Farro Salad with Salad Burnet & Goat Milk Feta

Farro is an ancient grain, but you could use any flavorsome wholegrain in this, preferably one that is a little nutty or chewy in texture, even cooked wholegrain rice. This salad can be served at room temp or cold throughout the week.


  • 14 Oz. Farro (Buy Farro Perlato)
  • 1/2 Red Onion (Diced)
  • 1 Lemon (For Juice)
  • 2 Cups Cherry Tomatoes (Halved)
  • 2 Cups Snap Peas (Cut into bite size pieces, approximately 3 per pea)
  • 4 Oz. Feta (Crumbled)
  • 1 Bunch Salad Burnet (Chopped)
  • 3 Cups Baby Rocket
  • 1 tsp. olive oil
  • 1 tsp. red wine vinegar
  • 2 Bay Leaves
  • 5 Cups Water
  • Sea Salt & Fresh Ground Pepper


  1. Rinse farro with cold water and drain. Then add to a medium saucepan along with 5 cups of cool water. Add bay leaves along with a pinch of sea salt. Bring to a boil over high heat. Once at a boil, stir then reduce heat to medium-low. Cover and simmer for approximately 20 minutes. The farro should be tender but still have a bit of crunch to it. Drain any excess liquid then fluff with a fork. Place in a large bowl to cool while you prepare the vegetables.
  2. Wash and dry vegetables, greens, herbs and lemons.
  3. Dice red onion.

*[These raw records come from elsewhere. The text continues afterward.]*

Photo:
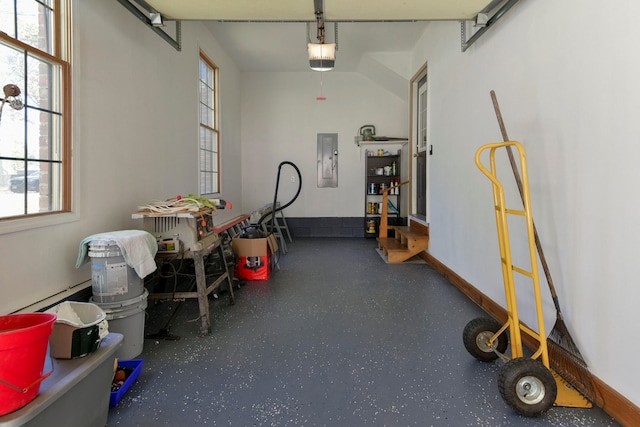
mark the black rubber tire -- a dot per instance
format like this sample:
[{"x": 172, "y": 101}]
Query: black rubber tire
[
  {"x": 527, "y": 386},
  {"x": 478, "y": 332}
]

Chop salad burnet. Halve cherry tomatoes and cut snap peas. Place to the side.
  4. Add baby arugula [rocket]and salad burnet to farro and toss. Then add red onion, cherry tomatoes and snap peas. Toss.
  5. Crumble feta over the salad mixture, add 1 teaspoon of both olive oil and red wine vinegar. Then add the juice of one lemon along with fresh ground pepper. Toss.